While trying to assess damage control with MacKenzie and Don, Charlie realizes that the entire sequence of events can be led back to Leona Lansing. In last week’s episode, we saw Leona threaten to fire Will if he doesn’t shape up. What we didn’t see was her describe how she would create a smear campaign against him to justify firing him if it comes to that. Since Will now has a non-compete clause in his contract (which he acquiesced to in order to get the right to fire MacKenzie whenever he wants), Will is in a bit of a bind.

The real joy of this week’s episode is Neal (Dev Patel), who has been mostly on the sidelines so far. Neal is obsessed with convincing everyone that Bigfoot is real. While it sounds like a drunken rant at the New Year’s Eve party, Neal is stone cold serious about the topic. It is absolutely hilarious watching him try to convert the entire staff, including Will who is about as skeptical as one man can get.

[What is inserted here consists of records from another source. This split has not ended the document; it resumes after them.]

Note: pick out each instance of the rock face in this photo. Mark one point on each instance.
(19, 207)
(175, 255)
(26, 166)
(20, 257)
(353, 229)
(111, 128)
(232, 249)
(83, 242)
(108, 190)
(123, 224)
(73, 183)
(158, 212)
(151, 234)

While the Maggie/Jim/Don triangle may get tired very soon, it was fun watching the dance between the three as Don pushes to set Jim up with Maggie’s roommate, Lisa (Kelen Coleman), as a test to see how Maggie would react. The date goes really well, but Jim lies to Maggie about it. Why? And why does Maggie get so upset when she finds out Jim and Lisa slept together? Some good stuff is going to happen in the future. Let’s just hope it’s not dragged out for too long.

  • turretgunner

    First, this show is brilliantly written, maybe too well written. On the one hand, you have nearly all of the characters coming up with incredible witty retorts in a manner similar to two world class fencers going at it in the gold medal round of the Olympics. Then, you have the wittiest character of them all, Will, acting like a comple idiot when “romancing” women, not once but several times. Cocaine dealer? Bitch? Really? Will was lucky that a couple of those ladies didn’t slap that pompous smirk off his face, in addition to throwing a drink in his face. Maybe he was trying to alienate them because of his feeling for Mac. Still, to say that Will becoming fodder for the tabloids was not of his own doing is a bit too lenient, I think.
    Second, watching Will and Mac see which one can hurt the other one the most, while both claimed to have moved on, is starting to get a little tiresome. Either have these two get back together or find a real love interest for Will. I just haven’t ever been a fan of watching two people obviously win love with one another repeatedly try to rip each other’s heart out. it’s depressing.
    Third, the Maggie/Jim/Don triange did become old, with this episode. It’s like looking at a dog racing around in circles trying to bite its tail. Maggie is jealous that Jim is seeing her roommate but continues to sleep with her boyfriend and try to convince him she doesn’t care who Jim sees. Yet in meetings at work, she sounds like Jim’s – not Don’s – mega-jealous girlfriend, which is bound to get back to Don. Then she tries to convince Jim she isn’t jealous, she’s just mad he lied to her about his having no interst in her roommate when in fact he went out with her again for a little mattress mambo. Jim makes some vague remark about how she should be more concerned about why Don tried so hard to get him (Jim) with her roommate and then exposed his lie to her. OMG, does she now maybe suspect her boyfriend is jealous of Jim? They need to “fish or cut bait” with this storyline. Why don’t these two just confess theri feelings to each other? Talk about lying! Maggie and Jim are meant to be. Make it happen!
    Finally, enough with Neal and his obsession with Bigfoot! Dev Patel is too good an actor to use on this zany comedy bit any longer. Let him shine with a subplot with more meat on its bones.